Kind of off topic as its not guitar. Last year I started playing trombone with a community band. It's fun and I figured that it would get me back into reading music. The conductor is a Juliard grad so I figured this is great... one of the pieces we are playing is the Hockey night in Canada theme.

After a year I figured I should ask a retired pro trombonist that lives in the area for a couple of pointer lessons. Turns out ..... he was the trombonist on the original and several versions... go figure...


----------



## Mooh (Mar 7, 2007)

That's great! Very cool idea. You were lucky to find someone good too. I love that theme music, and so do my students who play it. I arranged it in an easy short one page guitar arrangement for them.

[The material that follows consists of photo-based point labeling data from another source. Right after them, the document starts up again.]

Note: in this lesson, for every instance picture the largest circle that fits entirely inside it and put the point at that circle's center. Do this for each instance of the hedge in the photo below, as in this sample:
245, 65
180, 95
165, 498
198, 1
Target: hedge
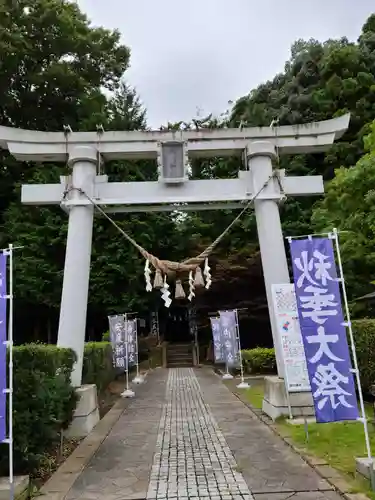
364, 338
259, 360
43, 403
98, 365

Playing other instruments, any other instruments, informs our playing on all others, and increases the depth of our musical understanding.

I have often thought of starting piano lessons again. I quit when I was a kid but had got to grade 5 or 6 conservatory. It would take me a while to get it back but I truly regret and miss playing. Trouble is, finding time around work and other obligations. If I could teach piano as well as fretted instruments it would make my life more interesting too.

Anyway, I'm jealous.

Peace, Mooh.


----------



## puckhead (Sep 8, 2008)

Mooh said:


> That's great! Very cool idea. You were lucky to find someone good too. I love that theme music, and so do my students who play it. *I arranged it in an easy short one page guitar arrangement for them.*


link please?


----------



## Mooh (Mar 7, 2007)

Link? Mine's not online, and it's still under copyright.
Sorry.

Peace, Mooh.


----------